In a note, Fitch said that updated claims estimates published by insurers in response to the ruling suggest modest increases to previous estimates. Hiscox has said it will add $48m of reserves (net of reinsurance) to the $130m it had in place at end-3Q for BI claims. Its total BI reserves, net of reinsurance, will now equate to 7% of its total end-2020 equity of $2.4bn.

The Court’s overturning of a ruling that insurers had relied on in the test case, could have far-reaching ramifications, Fitch believes.
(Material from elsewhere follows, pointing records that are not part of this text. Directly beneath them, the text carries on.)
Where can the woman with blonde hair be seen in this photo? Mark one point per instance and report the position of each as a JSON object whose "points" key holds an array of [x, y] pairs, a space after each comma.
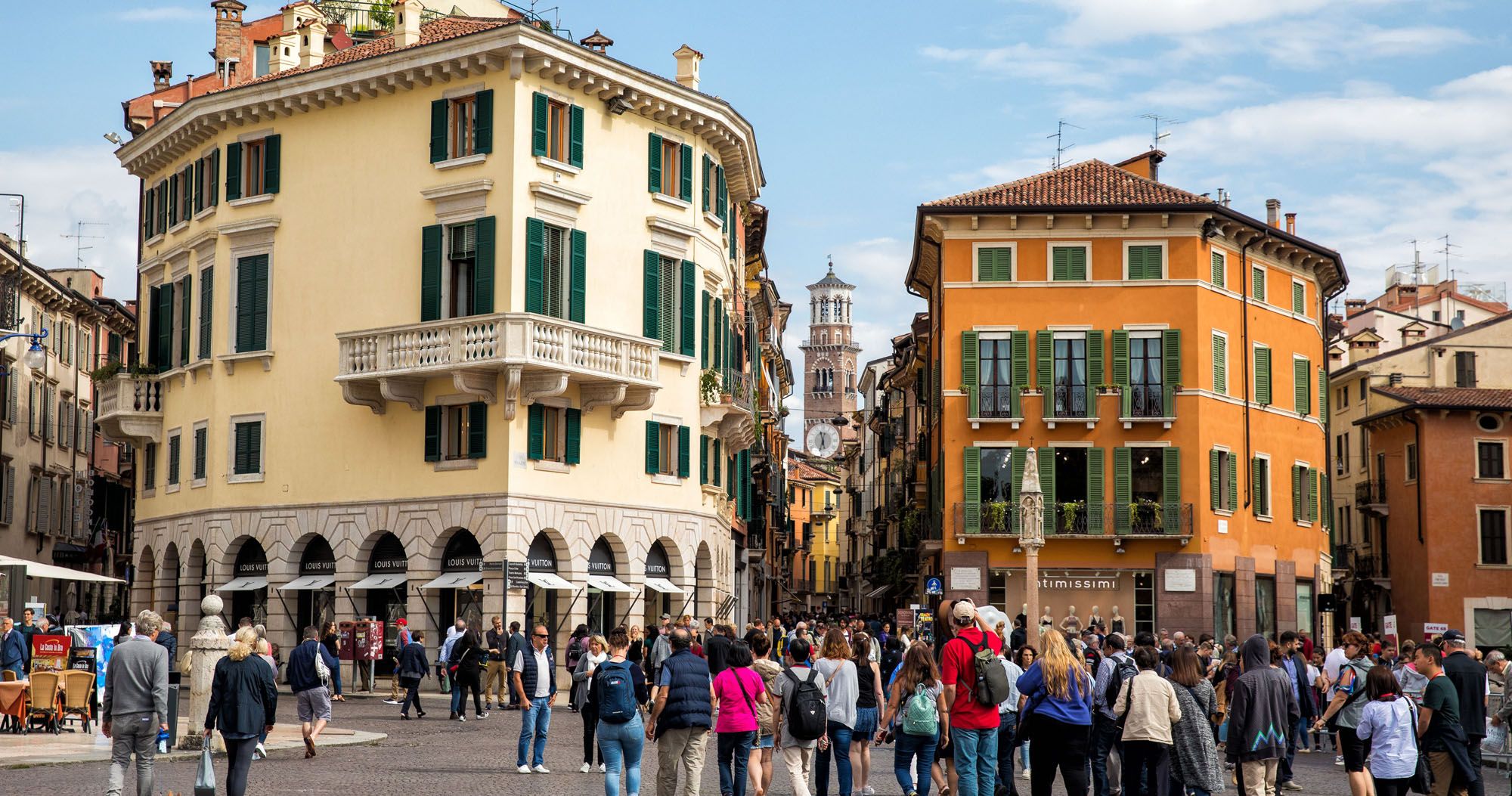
{"points": [[243, 704], [1058, 707], [843, 689]]}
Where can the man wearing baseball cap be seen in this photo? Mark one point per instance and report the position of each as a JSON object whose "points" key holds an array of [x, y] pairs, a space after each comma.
{"points": [[1473, 684], [973, 725]]}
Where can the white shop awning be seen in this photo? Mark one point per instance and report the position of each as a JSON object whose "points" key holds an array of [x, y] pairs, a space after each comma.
{"points": [[454, 580], [609, 583], [550, 580], [380, 581], [37, 569], [308, 583], [665, 586], [246, 584]]}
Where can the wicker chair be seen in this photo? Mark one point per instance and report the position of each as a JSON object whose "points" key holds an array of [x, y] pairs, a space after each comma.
{"points": [[78, 687], [46, 704]]}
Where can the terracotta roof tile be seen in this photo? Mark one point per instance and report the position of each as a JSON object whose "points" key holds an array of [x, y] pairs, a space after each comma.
{"points": [[1085, 184], [1452, 397], [442, 29]]}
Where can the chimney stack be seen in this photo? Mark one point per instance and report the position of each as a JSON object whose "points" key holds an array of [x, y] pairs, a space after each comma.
{"points": [[689, 67], [163, 73], [406, 23]]}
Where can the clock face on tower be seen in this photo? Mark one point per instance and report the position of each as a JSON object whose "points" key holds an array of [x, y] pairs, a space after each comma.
{"points": [[823, 439]]}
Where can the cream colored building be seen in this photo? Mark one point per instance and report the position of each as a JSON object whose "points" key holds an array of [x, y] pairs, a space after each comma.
{"points": [[429, 309]]}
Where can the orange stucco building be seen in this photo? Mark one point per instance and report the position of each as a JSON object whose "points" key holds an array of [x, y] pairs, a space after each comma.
{"points": [[1163, 356]]}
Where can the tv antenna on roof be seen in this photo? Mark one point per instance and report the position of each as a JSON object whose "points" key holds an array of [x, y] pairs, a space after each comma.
{"points": [[1157, 135], [1059, 135]]}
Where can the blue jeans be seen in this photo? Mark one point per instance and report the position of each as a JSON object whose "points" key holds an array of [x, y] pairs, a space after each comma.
{"points": [[536, 720], [622, 746], [908, 749], [976, 758], [1008, 722], [737, 746], [840, 748]]}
The 2010 ruling after Hurricane Katrina was that Orient-Express Hotels should only be compensated for lost business up to the amount of business it could have expected with lower post-storm visitor levels, rather than up to the amount it would expect with normal visitor levels.

Insurers have relied on this decision for the past 10 years to reduce payouts for BI claims and they believed that COVID-19 BI compensation should be reduced to reflect the lower trading activity rather than being based on pre-pandemic business levels.

UK non-life insurers could face a substantial increase in BI claims costs – and not just those related to the pandemic – following the Court's decision to overturn the 2010 ruling, unless their contract wording specifically defines the reference point against which to assess losses.

The ruling had other bad news for insurers, Fitch said. Under the original judgement, cover for BI losses due to business closures during lockdown would have been based on a strict definition of lockdown, when closures were mandatory. The Court decided that this interpretation was too narrow and that cover should include closure instructions from a public authority, even if not backed by the force of law.

Fitch said that since the onset of the pandemic, insurers have amended policy wordings to exclude pandemic cover. Exposure is therefore gradually running off as annual policies are renewed, and insurers have much lower BI and event cancellation exposure to the current UK lockdown than to the first one in spring 2020.